New legislation forces drug developers to disclose most of their clinical trials data when applying for approval of a new drug. Many will probably think that this is a good idea. However, too much transparency in drug development might be problematic, according to Timo Minssen, researcher at the University of Copenhagen. He warns that the new regulations might make it difficult for companies to patent new medical uses for known drugs. Without sufficient alternatives, this may inhibit the full development of new medical uses towards market approval.
Transparency and big data is the new mantra in the drug industry
The drug industry is not as closed now as it was 5-10 years ago. Regulation in both the United States and Europe is forcing drug companies to disclose most of their clinical data. It is no longer enough just to publish the summarizing reports. This looks at first sight like a positive development.
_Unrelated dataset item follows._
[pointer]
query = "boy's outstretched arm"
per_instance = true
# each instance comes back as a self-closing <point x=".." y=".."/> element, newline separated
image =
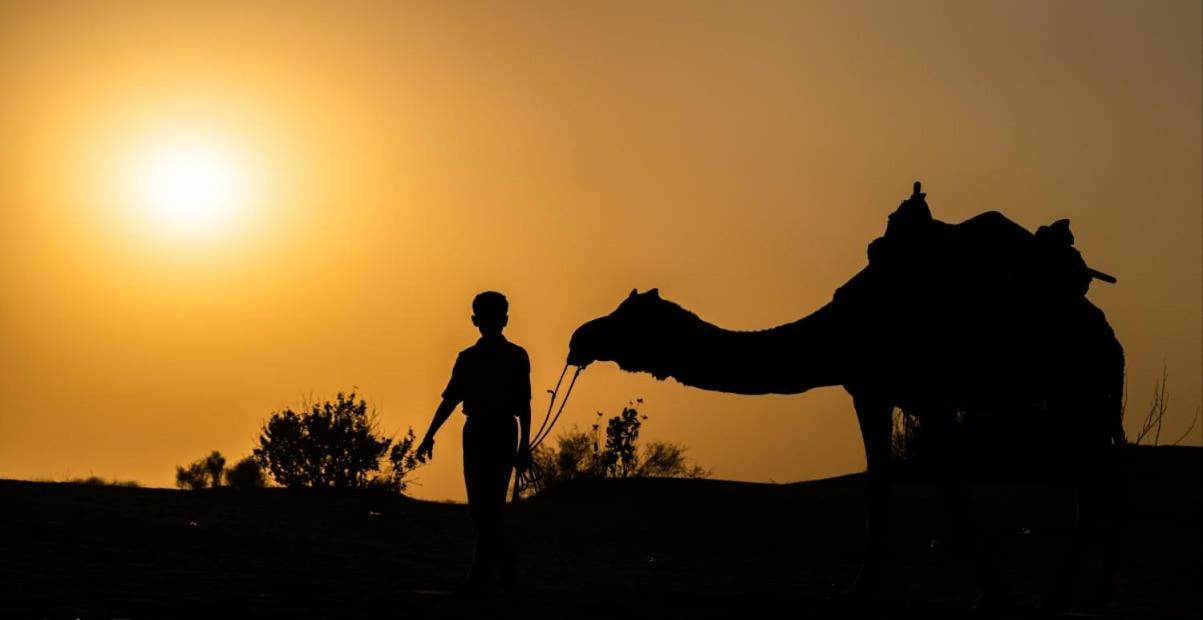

Associate Professor Timo Minssen from the Faculty of Law acknowledges the benefits related to disclosing clinical data:
– Many good things can be said about openness in connection with trial data: It increases consumer confidence and, at the same time, makes it easier for scientists to share their knowledge and work together in research. However, there are also negative effects that need to be mitigated. Among other things, the new legislation can make it more difficult, in some cases, to patent new uses for known drugs. This might discourage the drug industry from fully developing such new uses with the consequence that these benefits might not reach patients in need.
Too much transparency might inhibit development
Timo Minssen has in collaboration with the American researcher W. Nicholson Price II, compared the recent changes in European and US regulations resulting in increased clinical trials data transparency with the relevant patent legislation. This has resulted in an article published in the scientific journal “Nature Biotechnology” explaining how these two fields might hamper each other. Timo Minssen elaborates:
– In order to patent something it has to be new and innovative. Today, pharmaceutical research often focuses on developing new and innovative uses for an already known drug based on a better systematic understanding of chemical and microbiological processes. This has to be clearly differentiated from the so-called “life cycle management” debates mostly relating to trivial changes of drug formulations to extend their life-cycle. For example, drugs exists that originally were developed to treat allergies, but today it has been discovered that they might also be used to treat cancer. By requiring firms under the new legislation to publish their full clinical trials data as part of the approval procedure, novel indications are often revealed. It can be difficult to patent a further, significant use of the drug at a later date, as the positive new effect has already been made public and is therefore not new or has become obvious. In the worst case such new applications would then not be further developed due to the lack of patent incentives. The recently adopted regulations take some account of this problem, but do not sufficiently address it with regard to new, innovative and significantly beneficial uses for known drugs.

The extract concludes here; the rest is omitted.